Depois de uma manhã empurrada
e longa de escola, deveres, deveres e mais deveres, o bom mesmo era a volta pra
casa, quando largava-se mochila, sapatos e camisa pra cair no mundo. E sem Jana não tinha a
menor graça. Bora catar goiaba no quintal vizinho, bora pescar bagre na beira
do rio, bora beber resto de cachaça nos copos e ficar tonto girando ermo que nem gambá, bora botar fogo no barracão recém-construído de papelão e folhas de
bananeira só pra ver aonde as chamas alcançam, bora fumar cigarro improvisado
de fumo véio catado na rua, picado, reprocessado e enrolado em papel de pão e
olhos lacrimejando atrás da velha caixa d’água, fumaça na garganta entalada com
a boca queimada só pra ficar de castigo quando os pais descobriam mais tarde no
meio de toda aquela marola de tabaco?
Isso tudo era Jana.
Fazer comida improvisada debaixo
dos pés de manga, em fogãozinho de tijolos na sombra das mangueiras com miniporções de legumes e restos de arroz com azeite catados
na cozinha da tia Helena? Era nossa líder, enfim, e nós, numa turma de oito ou
nove, sendo seis meninos, adorávamos isso, de sermos liderados por aquela
garota poderosa e esperta. Ela era um de nós, mesmo sendo diferente. Ela
contava histórias terríveis, e a cara de
terror da criançada a empoderava mais. Crescia nas falas e dramas, fazia
caretas, teatros, e a molecada suava frio. Jana convencia. O poder da própria
encenação a entusiasmava. Os pequenos não davam um pio durante as sessões de
histórias. Daí que surgiram pérolas das narrativas imaginadas, pesquisadas ou
nascidas do tal improviso de instante
como aquela “Das pessoas que nasciam velhas e iam se tornando crianças”,
que fez Ricardinho ir chorando pra casa, achando que estava prestes a morrer,
porque segundo a lenda, ele que já vivera praticamente uma vida e andava aí
pelos seis anos de idade, não teria ainda
mais muito tempo pela frente. Jana ria de sair lágrimas nos olhos enquanto o moleque
se pelava na corrida pra contar à mãe.

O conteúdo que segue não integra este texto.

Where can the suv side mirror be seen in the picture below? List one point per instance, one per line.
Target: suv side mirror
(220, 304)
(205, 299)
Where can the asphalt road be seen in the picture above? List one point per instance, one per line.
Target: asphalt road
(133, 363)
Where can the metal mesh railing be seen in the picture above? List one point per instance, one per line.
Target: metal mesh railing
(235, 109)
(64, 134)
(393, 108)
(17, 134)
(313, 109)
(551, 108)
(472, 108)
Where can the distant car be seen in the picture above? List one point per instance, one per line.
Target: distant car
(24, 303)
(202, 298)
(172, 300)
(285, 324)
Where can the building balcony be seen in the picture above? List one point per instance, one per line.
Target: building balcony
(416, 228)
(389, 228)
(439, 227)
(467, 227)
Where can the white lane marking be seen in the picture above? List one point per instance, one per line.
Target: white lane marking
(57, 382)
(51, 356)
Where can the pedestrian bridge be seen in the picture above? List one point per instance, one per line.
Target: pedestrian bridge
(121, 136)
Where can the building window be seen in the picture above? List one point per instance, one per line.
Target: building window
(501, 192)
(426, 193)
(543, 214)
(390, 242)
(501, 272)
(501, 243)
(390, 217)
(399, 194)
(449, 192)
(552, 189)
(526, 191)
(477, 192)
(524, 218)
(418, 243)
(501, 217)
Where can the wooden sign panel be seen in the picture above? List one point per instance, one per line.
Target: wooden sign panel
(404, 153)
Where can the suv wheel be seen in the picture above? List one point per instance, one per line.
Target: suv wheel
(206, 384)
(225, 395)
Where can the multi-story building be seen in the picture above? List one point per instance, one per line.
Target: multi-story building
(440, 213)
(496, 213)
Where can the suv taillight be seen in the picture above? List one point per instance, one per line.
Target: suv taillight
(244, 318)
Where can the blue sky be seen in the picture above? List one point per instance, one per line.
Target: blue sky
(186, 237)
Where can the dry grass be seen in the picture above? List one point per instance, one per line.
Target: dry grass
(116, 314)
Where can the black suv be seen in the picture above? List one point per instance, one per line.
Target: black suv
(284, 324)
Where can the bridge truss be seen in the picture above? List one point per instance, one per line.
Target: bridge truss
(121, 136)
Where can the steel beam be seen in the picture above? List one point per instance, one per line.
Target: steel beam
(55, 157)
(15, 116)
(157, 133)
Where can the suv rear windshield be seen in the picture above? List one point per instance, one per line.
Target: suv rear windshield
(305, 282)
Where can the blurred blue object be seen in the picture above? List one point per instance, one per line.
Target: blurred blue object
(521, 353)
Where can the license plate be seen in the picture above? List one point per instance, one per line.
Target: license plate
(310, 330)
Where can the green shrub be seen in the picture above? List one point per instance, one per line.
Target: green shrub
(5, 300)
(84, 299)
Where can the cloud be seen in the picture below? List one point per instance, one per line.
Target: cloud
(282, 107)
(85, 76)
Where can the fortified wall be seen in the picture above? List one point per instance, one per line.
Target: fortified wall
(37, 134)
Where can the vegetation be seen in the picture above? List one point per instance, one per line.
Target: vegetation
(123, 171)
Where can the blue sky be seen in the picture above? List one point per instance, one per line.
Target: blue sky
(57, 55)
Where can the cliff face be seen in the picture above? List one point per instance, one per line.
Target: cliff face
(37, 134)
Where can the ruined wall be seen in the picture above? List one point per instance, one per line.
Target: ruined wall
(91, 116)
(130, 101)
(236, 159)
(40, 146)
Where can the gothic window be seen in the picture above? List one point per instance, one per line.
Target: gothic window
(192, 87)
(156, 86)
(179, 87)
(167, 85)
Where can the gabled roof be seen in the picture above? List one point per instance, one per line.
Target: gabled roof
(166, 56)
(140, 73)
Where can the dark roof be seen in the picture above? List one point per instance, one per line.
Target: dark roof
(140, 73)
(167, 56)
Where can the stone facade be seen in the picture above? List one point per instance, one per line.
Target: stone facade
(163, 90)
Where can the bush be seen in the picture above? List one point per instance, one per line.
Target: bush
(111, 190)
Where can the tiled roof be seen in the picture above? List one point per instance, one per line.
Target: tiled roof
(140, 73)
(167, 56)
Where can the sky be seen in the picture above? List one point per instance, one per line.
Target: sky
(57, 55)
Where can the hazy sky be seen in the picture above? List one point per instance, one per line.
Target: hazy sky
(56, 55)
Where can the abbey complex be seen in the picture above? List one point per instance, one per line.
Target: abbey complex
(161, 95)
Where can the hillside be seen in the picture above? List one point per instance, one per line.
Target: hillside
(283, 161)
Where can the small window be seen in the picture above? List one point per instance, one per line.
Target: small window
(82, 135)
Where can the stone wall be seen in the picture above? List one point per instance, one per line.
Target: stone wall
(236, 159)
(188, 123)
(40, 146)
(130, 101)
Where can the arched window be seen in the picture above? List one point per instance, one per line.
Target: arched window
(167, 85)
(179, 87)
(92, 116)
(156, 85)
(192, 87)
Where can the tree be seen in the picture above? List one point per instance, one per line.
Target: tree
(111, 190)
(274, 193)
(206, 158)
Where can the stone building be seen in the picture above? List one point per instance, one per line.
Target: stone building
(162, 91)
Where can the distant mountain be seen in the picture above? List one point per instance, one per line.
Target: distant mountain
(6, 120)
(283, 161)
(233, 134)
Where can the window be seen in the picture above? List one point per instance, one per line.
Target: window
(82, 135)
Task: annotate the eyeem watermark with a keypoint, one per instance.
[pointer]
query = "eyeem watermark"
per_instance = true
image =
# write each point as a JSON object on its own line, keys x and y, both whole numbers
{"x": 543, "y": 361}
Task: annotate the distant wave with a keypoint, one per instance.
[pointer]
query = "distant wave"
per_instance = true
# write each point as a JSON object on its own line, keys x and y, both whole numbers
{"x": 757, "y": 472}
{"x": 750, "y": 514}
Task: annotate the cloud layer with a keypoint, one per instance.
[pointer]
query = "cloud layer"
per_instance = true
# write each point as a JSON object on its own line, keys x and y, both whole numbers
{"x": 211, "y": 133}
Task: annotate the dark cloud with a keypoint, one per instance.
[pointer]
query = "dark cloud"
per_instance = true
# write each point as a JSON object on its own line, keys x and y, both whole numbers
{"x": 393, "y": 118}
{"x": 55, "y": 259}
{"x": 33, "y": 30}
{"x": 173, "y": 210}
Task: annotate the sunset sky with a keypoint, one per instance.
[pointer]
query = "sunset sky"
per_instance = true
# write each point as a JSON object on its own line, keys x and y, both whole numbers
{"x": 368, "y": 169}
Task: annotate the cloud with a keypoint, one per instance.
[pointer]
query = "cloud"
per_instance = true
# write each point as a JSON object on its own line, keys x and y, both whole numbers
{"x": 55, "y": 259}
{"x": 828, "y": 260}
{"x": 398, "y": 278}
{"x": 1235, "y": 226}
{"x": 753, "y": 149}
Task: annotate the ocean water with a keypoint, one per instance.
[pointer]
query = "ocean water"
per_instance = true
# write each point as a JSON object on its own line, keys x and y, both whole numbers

Tinha a história de “Bracinto, o vampiro
do túnel”. Nosso equivalente familiar e lendário ao famoso “Homem do saco”, que
apavorava a mente das crianças pelo país afora. Uma entidade maligna, nascida das
trevas abissais, que mal falava a língua dos homens e sempre levava em sua
mochila gigante nas costas uma criança nova a cada dia para seu esconderijo, de
onde elas jamais retornavam pra dizer como foi. Na verdade, a “figura do mal” que fazia a
molecada sumir da rua quando apontava ao longe era mesmo um pobre trabalhador
rural que passava todas as tardes à porta de nossas casas, retornando do trabalho,
com sua bagagem a tiracolo num saco. Anos atrás teve o azar de perder uma das
mãos até quase na altura do cotovelo para uma daquelas brutas máquinas antigas
de moer cana. Por conta disso, usava uma proteção de couro preto e afivelado no
coto restante. Ao avistarmos o “vampiro” de longe, alguns fugiam, outros olhavam
para o outro lado, e uns mais corajosos o seguíamos, a uma segura distância, acompanhando-o
em segredo até perto de sua casa sombria, mais próxima do antigo túnel da
ferrovia. A casa era próxima do remanso onde o rio fazia a grande curva antes de
se dirigir para a cachoeira. No grande pomar que se estendia morro afora, habitava “O homem das folhas” , que se camuflava junto
aos monturos de folhas de manga secas empilhadas debaixo das árvores. Ele
surgia assim de repente, quando a criança não estava prestando atenção, e a
sequestrava para seu mundo de matéria orgânica debaixo da terra.
E
a jóia da coroa ela deixava sempre para o final: a mais temível e perigosa de
todas as histórias: “Coresma”, cujo nome não deixa dúvidas sobre o período do
ano em que era exercitada essa pequena cantiga de terror. Segundo sua incorporada
narradora, não era exatamente uma coisa, uma pessoa um bicho ou uma planta, mas
uma determinada estação do ano, uma energia ou um ciclo, uma energia doida de outro
mundo, um período de maldições onde os
bons espíritos dormiam por uns tempos e então os fantasmas andavam à solta, quando
saíam de suas sepulturas todo tipo de espíritos do mal, e o bem nada podia contra
eles nesses dias. Justamente essa indefinição que pairava no ar é que dava o
toque do suspense. Um suspense que agoniava aos poucos e ia num crescendo previsível
até a pior hora do dia, à beira do crepúsculo, quando a saparia de beirada de
rio começava a lamuriar sua ensurdecedora cantoria. Hora de criança já estar em
casa, longe dos pavores da rua. “Coresma” era essa coisa multiforme, que não é
nada mas pode assumir de repente a cara de qualquer coisa, por isso era
necessário todo cuidado: a maldição poderia até mesmo ser uma planta com uma
bela flor meio arroxeada que existe em muitos cantos de mata do Brasil subtropical
de restos de mata atlântica e floresce justamente entre os meses de abril a
junho. Havia pessoas que tinham o dom de ver espíritos e era justamente nessa
época que esses bichos surgiam andando feito almas penadas pela Terra.
Dizer
assim, a vero, eu nem não vi nenhum. Mas sabia, de ouvir dizer, por confirmado
de quem soubesse a certeza. Porque só havia duas maneiras de ver espíritos e
saber sua presença: ou você era médium e lhes falava como um igual, ou então
tinha morrido sem saber e já era um deles, por isso todo cuidado era pouco. Uma
pessoa podia ser morta e ainda nem sequer saber? O terror da vida em não-vida.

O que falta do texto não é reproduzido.